# 2010 winter mortality rates?



## wildbranch2007 (Dec 3, 2008)

I checked 55 hives the other day. Two were dead, another has a dwindling cluster, these three are in a yard that had all purchased queens in 2009, I expected to lose 5 out of eight as the queens just would not shut down, I kept feeding until too cold, and finally put full frames of honey on them in Nov. Strangest thing I have seen, the two dead hives, that in Nov. had a cluster ready for a honey flow, had some dead bees on either side of the top deep, a few dead bees on the bottom board, and five full frames of caped brood in the lower deep, no cluster or any bees. the snow on the entrace had been opened by the bees and dead bees hauled out, now it had snowed two days b/4, so there had to bee bees alive two days before. none of the other hives had the snow opened up. but no cluster in either hive, I would bet that they had swarmed in the last couple of days but temps never were above freezing?? plenty of stores as I moved the top deep full of honey onto two other hives. can't wait the weather is going to get up to around 45 f, got to go look again.


----------



## Joel (Mar 3, 2005)

Chill, I'd be pretty happy with those estimates. Remember when we thought 15% was bad? How was your season there? Good late summer crop for buildup or much feeding?

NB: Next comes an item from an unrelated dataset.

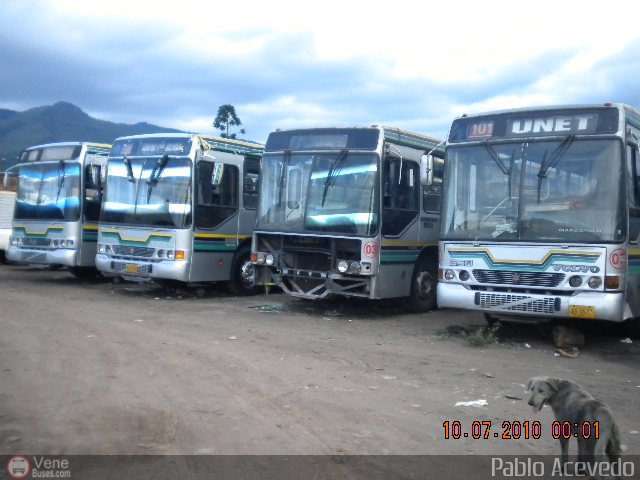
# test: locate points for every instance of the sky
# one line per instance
(283, 64)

Won't know with mine for a couple of weeks but will check in when I find out. Of course it's only January!


----------



## Allen Martens (Jan 13, 2007)

Looking really good right now but hey, we're only half done winter in Manitoba.


----------



## suttonbeeman (Aug 22, 2003)

Wildbranch...Kinda sounds like ccd to me or traechel mites. WIth ccd the bees will just fly off and not return home leaving brood ext....I think caused by systemic pesticides if you read how they work. Not all losses are CCD....there are many other things causing problems too(mite control residual, weather, mites, viruses and nosema)


----------



## wildbranch2007 (Dec 3, 2008)

suttonbeeman said:


> Wildbranch...Kinda sounds like ccd to me or traechel mites. WIth ccd the bees will just fly off and not return home leaving brood ext....I think caused by systemic pesticides if you read how they work. Not all losses are CCD....there are many other things causing problems too(mite control residual, weather, mites, viruses and nosema)


I'm thinking ccd more than anything else. not systemics as there is nothing in the area thats planted, treated with formic so shouldn't be mites or traechel, but since they were bought queens not sure about resistence to tracheal. also since new hives treated three times with fumidil. Since i couldn't verify if they would be robbed out since its so cold, thats why I put the honey on other hives, see what happens to them. My partner had hives 3 years ago that looked the same, he lost 50% that year, so we will have to check some of his hives also. also all new drawn wax from foundation so shouldn't be residual chemicals. very interesting. If i get a few more with same symptoms will send some bees off to be tested. thanks for the post.


----------



## chillardbee (May 26, 2005)

Joel said:


> Chill, I'd be pretty happy with those estimates. Remember when we thought 15% was bad? How was your season there? Good late summer crop for buildup or much feeding?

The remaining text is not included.